Barrister Oladotun Hassan, Chairman, NBA Lekki Forum, said trial is not conviction. He said, “It is a known fact in our acquisitorial system of justice, which presumes an accused innocent until proven otherwise (Either Guilty or Not Guilty).
“It is upon these facts that the legal rights of the Senators standing trials at various courts, while standing for election, are legally right but morally wrong.”
Another lawyer, Goddy Uwazurike, equally posited that every accused person or defendant is presumed innocent until proven guilty. According to him,
“This is a fundamental right of every one
in this country. It is guaranteed by the 1999 constitution as amended. This country as we all know is guided by the constitution. The Senators you are referring to have not been convicted. They have the legal rights to contest for any post.

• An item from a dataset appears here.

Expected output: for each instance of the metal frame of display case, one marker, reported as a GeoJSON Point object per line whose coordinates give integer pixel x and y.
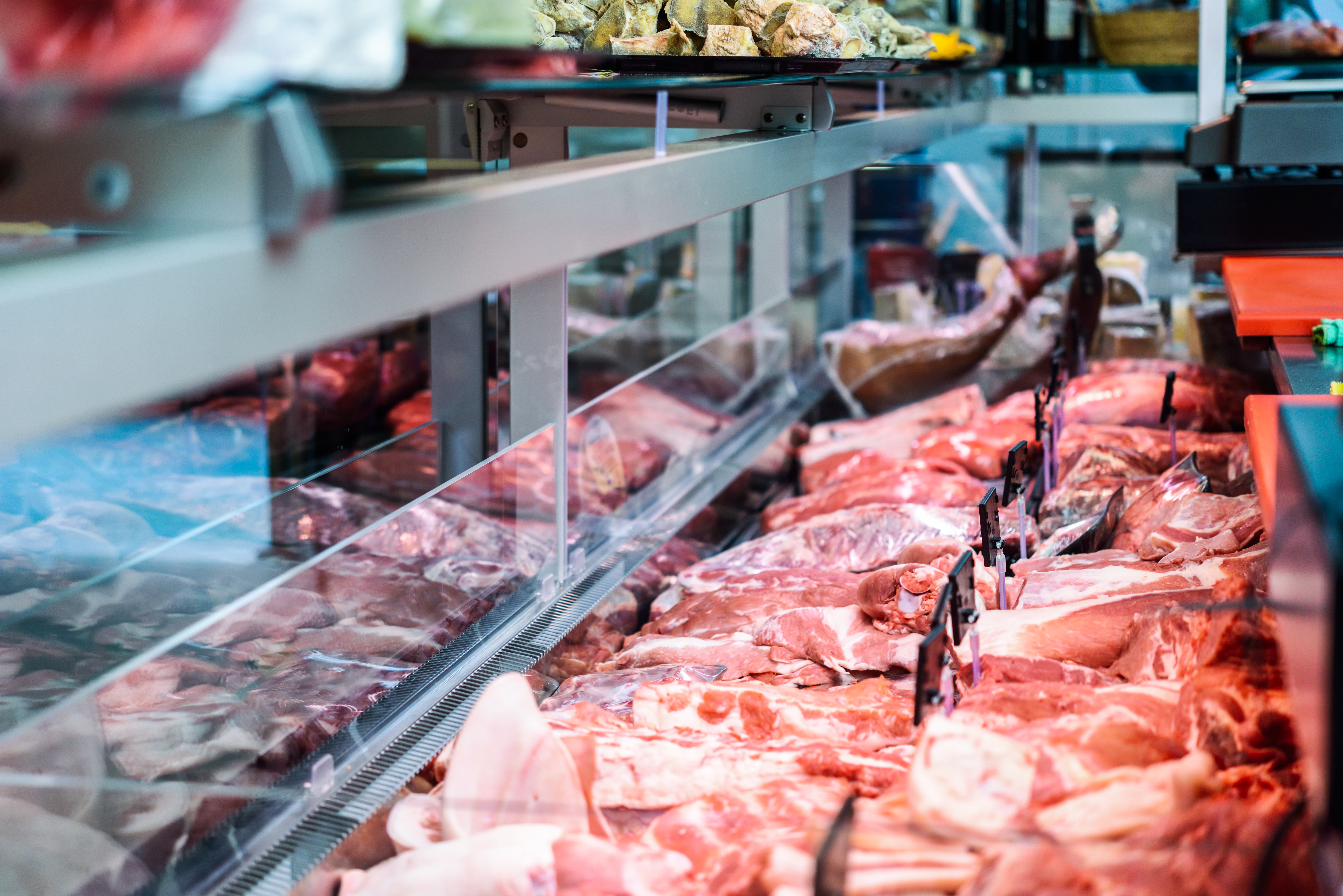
{"type": "Point", "coordinates": [240, 272]}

“I believe that moral and legal rights are not always conterminous. The legal right is straightforward but moral right looks beyond the letters of the law. The anger of some people is also that some of the new ministers have questionable records.”
Wale Ogunade on his part said, “It is an issue that needs serious attention and unfortunately we don’t see this thing curbing up because these people will continue to dominate the National Assembly and such law when it wants to come up cannot come up because you cannot take it away that people like this will not find their way into the corridors of power.”